Benjamin Netanyahu visits Rwanda’s genocide memorial

Israel's prime minister called it one of 'history's greatest crimes' drawing upon the 'haunting similarities' of the Holocaust

Israeli prime minister Benjamin Netanyahu has toured a memorial for victims of the 1994 genocide in Rwanda.

His tour is part of the first visit by a sitting Israeli premier to sub-Saharan Africa in three decades.

Mr Netanyahu laid a wreath at the mass graves honouring the 800,000-plus victims of the genocide perpetrated by Hutu extremists against the Tutsi ethnic group and moderate Hutus.

“We are deeply moved by this memorial to the victims of one of history’s greatest crimes and reminded of the haunting similarities to the genocide of our own people,” he and his wife, Sara, wrote in the visitors’ book.

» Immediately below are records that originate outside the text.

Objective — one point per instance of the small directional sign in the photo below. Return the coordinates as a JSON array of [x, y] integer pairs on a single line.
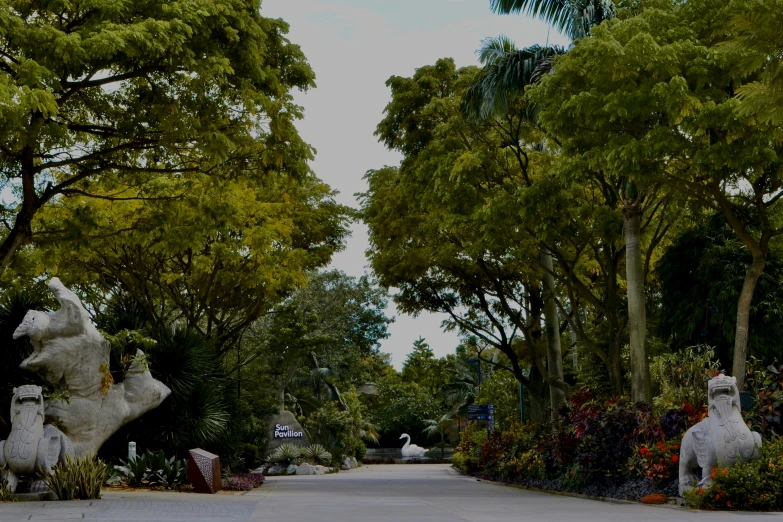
[[484, 412]]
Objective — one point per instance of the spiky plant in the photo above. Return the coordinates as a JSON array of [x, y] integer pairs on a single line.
[[316, 454], [77, 478], [14, 304], [285, 454]]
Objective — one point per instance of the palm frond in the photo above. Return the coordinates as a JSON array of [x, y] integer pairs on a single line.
[[493, 50], [572, 17], [505, 79]]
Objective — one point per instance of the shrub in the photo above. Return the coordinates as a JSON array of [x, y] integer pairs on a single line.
[[468, 452], [655, 498], [660, 461], [285, 454], [316, 454], [242, 481], [248, 455], [770, 402], [755, 486], [79, 478]]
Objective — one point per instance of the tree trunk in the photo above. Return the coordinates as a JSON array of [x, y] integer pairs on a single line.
[[637, 318], [554, 357], [536, 395], [615, 334], [22, 231], [752, 276]]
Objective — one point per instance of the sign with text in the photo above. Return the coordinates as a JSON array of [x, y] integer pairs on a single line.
[[481, 412], [284, 432]]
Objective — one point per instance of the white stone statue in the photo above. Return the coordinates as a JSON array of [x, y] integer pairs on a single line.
[[31, 443], [721, 439], [411, 450], [73, 357]]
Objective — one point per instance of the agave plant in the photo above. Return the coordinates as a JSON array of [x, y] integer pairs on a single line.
[[285, 454], [79, 478], [316, 454]]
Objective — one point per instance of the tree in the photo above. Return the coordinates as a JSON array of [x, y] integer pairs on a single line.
[[630, 103], [215, 260], [441, 427], [324, 338], [502, 81], [573, 17], [507, 75], [423, 368], [134, 95], [759, 45], [444, 225]]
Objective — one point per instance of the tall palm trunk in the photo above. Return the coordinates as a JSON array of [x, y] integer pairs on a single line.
[[637, 315], [554, 356], [752, 276]]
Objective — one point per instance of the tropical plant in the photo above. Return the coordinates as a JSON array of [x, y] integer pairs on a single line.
[[285, 454], [755, 29], [316, 454], [151, 469], [76, 478], [573, 17], [683, 376]]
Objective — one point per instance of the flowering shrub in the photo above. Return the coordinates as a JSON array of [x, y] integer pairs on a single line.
[[243, 481], [660, 461], [754, 486]]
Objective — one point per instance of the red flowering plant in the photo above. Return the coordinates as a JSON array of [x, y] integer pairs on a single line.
[[660, 461]]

He called genocide “a unique bond that neither one of our peoples will prefer to have” but said both countries have persevered to become “successful states and models for partners.”

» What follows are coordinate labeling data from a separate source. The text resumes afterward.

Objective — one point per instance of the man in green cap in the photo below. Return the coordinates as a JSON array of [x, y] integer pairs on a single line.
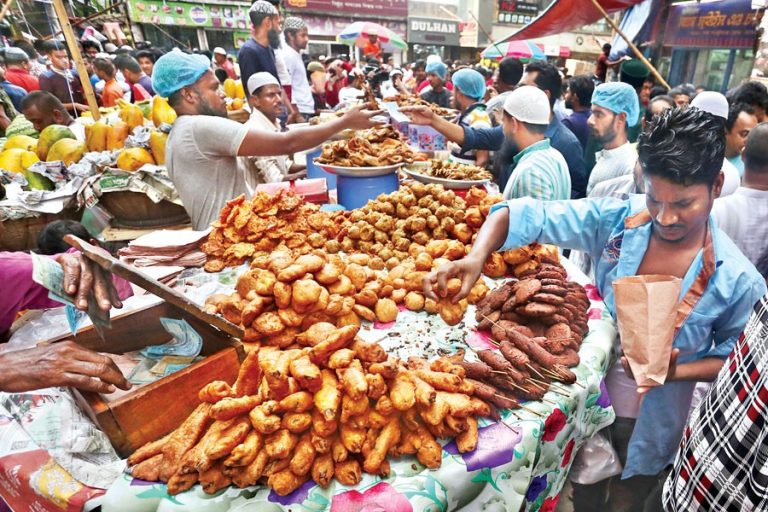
[[203, 146]]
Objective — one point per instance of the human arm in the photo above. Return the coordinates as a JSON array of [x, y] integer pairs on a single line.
[[423, 115], [59, 364], [583, 225], [262, 143]]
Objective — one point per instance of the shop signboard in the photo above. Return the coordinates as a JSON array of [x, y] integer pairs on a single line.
[[517, 12], [390, 8], [433, 31], [183, 14], [724, 24]]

Mr Netanyahu, who is pursuing closer security and other ties with African nations, has already been to Uganda and Kenya this week and was moving on to Ethiopia later on Wednesday.

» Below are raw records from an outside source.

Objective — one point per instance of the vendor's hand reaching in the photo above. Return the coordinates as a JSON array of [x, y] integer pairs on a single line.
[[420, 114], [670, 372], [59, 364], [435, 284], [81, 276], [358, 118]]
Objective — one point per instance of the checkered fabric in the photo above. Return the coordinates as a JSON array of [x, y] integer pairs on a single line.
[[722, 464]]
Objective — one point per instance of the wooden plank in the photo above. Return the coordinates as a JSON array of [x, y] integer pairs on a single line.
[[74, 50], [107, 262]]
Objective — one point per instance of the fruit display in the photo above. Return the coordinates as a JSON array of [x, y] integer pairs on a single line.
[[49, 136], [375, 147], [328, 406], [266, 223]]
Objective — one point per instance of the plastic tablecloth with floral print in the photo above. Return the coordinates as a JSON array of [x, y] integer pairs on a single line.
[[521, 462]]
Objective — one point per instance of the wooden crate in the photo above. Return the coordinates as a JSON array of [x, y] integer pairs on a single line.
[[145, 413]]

In exchange for its expertise in security and other fields, Israel wants African states to support it at the United Nations, where the Palestinians were recognized as a non-member observer state in 2012.

Israel played a prominent role in assisting newly independent African countries in the 1960s.

Those relations crumbled in the 1970s when Arab countries, promising aid, pressured African nations to limit or cut ties with Israel.

African states were also opposed to Israel’s close ties to South Africa’s apartheid government.